Prosecutors and courts
- Injuries to cyclists rarely lead to the prosecution of the driver involved and, when they do, all too often the incident seems to be dismissed or minimised as “just one of those things”. This reinforces fears that the roads are lawless, dangerous places for cycling and walking.
- One of the reasons behind this is the difficulty faced by prosecutors and courts when trying to interpret and apply the law consistently. There is also a cultural tendency to dismiss driving that caused obviously foreseeable danger as ‘careless’, rather than deeming it ‘dangerous’.
Policy Key Facts
- In law, dangerous driving falls not just “below”, but “far below” the standard that would be expected of a “competent and careful driver”; it should also “… be obvious to a competent and careful driver” that the driving would give rise to “danger either of injury to any person or of serious damage to property”. Hence the distinction between “dangerous” and “careless” driving is not about the state of mind of the driver (i.e. whether what they did was intentional), but whether their driving objectively caused obviously foreseeable danger.
- The number of people who are killed in road crashes far exceeds the number of drivers who are convicted for causing death by driving. In 2015, there were 1,568 road deaths in England and Wales, but only 122 people convicted of ‘causing death by dangerous driving’, and 176 of ‘causing death by careless or inconsiderate driving’.
- Between 1990 and 2015, counting principal offences alone, the number of people taken to court in England and Wales for causing death or serious injury by driving, or of dangerous or careless driving fell by c72%, with a c77% drop in convictions. It is unlikely that a drop on this scale reflects better driving standards. Even though the number of people killed or seriously injured (KSI) declined by c62% over this same period, this is still significantly less than the decline in the number of people proceeded against or found guilty of bad driving offences.
Cycling UK View
- The prosecution of bad drivers needs to reinforce the message that it is unacceptable to endanger and intimidate other road users, not least cyclists and pedestrians who are disproportionately affected by road crashes.
- Drivers who cause injury or death through reckless behaviour should not be treated more leniently than those who do so through reckless behaviour associated with non-traffic crime.
- The law states that driving is ‘dangerous’ when “… it would be obvious to a competent and careful driver that driving in that way would be dangerous.” All too often, however, prosecutors and courts tend to dismiss such driving as ‘careless’, and the result is lenient sentencing.

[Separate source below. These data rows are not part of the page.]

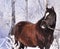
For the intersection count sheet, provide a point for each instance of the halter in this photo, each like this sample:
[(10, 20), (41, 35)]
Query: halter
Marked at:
[(50, 27)]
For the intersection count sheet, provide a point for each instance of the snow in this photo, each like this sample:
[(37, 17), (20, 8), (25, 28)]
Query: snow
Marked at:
[(35, 13)]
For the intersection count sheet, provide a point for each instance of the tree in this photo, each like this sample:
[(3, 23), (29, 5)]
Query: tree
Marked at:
[(13, 16)]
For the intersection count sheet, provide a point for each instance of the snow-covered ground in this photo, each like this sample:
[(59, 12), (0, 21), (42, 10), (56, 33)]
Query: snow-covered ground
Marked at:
[(35, 12)]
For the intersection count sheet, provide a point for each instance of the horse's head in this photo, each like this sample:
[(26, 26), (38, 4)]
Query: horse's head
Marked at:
[(49, 18)]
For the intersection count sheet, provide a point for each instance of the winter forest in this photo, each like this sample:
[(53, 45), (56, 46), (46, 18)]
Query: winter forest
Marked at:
[(14, 11)]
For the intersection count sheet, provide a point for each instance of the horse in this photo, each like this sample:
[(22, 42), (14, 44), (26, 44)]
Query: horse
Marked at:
[(38, 34)]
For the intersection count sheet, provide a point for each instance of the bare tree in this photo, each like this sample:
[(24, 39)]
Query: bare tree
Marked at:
[(13, 15), (26, 9)]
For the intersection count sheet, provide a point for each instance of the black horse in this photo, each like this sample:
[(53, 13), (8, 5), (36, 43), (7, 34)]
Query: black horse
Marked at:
[(32, 35)]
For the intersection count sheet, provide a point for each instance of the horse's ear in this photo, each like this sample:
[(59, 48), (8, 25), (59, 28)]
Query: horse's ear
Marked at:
[(46, 8), (52, 8)]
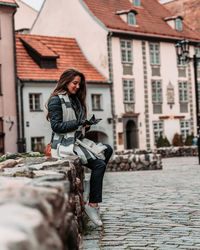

- Prosecutors and courts should understand and apply the current legal definitions of ‘dangerous’ and ‘careless’ consistently and correctly. Prosecution policy and guidelines should provide clearer advice on these charges and be drafted accordingly.
- Prosecutors and courts should not take the driver’s intentions into account when deciding between a charge of ‘dangerous’ or ‘careless’ driving. If the driving in question caused obviously foreseeable danger, it should be irrelevant to the charging decision whether or not the driver meant to cause harm and a ‘dangerous’ charge should be brought.
- Manslaughter or assault charges should be seriously considered where there is evidence that danger was caused recklessly or intentionally.
- Specifically, looking but failing to see a cyclist at a junction is inherently dangerous, and should be prosecuted as such. Not seeing what is there to be seen is clearly below the standard to be expected of a competent and careful driver.
- Both the police and prosecutors should be more open and transparent about how they decide whether to charge a driver or not and, if they do charge, what charges to bring.
- Juries should be clearly directed not just on the definitions of ‘careless’ and ‘dangerous’ driving, but also on the Highway Code as it relates to the standard of driving to be expected.
- Courts should make greater use of driving bans, and not routinely let drivers keep their licence on pleas of ‘exceptional hardship’, i.e. the predictable consequences of their offending behaviour.
- Courts should seriously consider the impact that the sentences they pass may have on the victim of the crime, to make sure that it does not demean their suffering. Whilst Cycling UK does not advocate long prison sentences for dangerous driving offences arising purely from lapses of attention by generally responsible drivers, the courts should nonetheless signal disapproval and protect other road users by considering substantial driving bans.
- Courts should be careful to avoid the appearance of ‘victim-blaming’ when directing juries in criminal cases. For example, if a driver has failed to see a cyclist, whether or not the cyclist was wearing a helmet is irrelevant.
- Coroners should have sufficient understanding of the Highway Code and road safety issues relating to cycling, so that they can ask witnesses relevant questions and/or permit relevant questions to be asked during inquest hearings.
- Coroners should be more willing to write ‘Preventing Further Deaths’ reports in road traffic cases to highlight actions needed to prevent future road fatalities.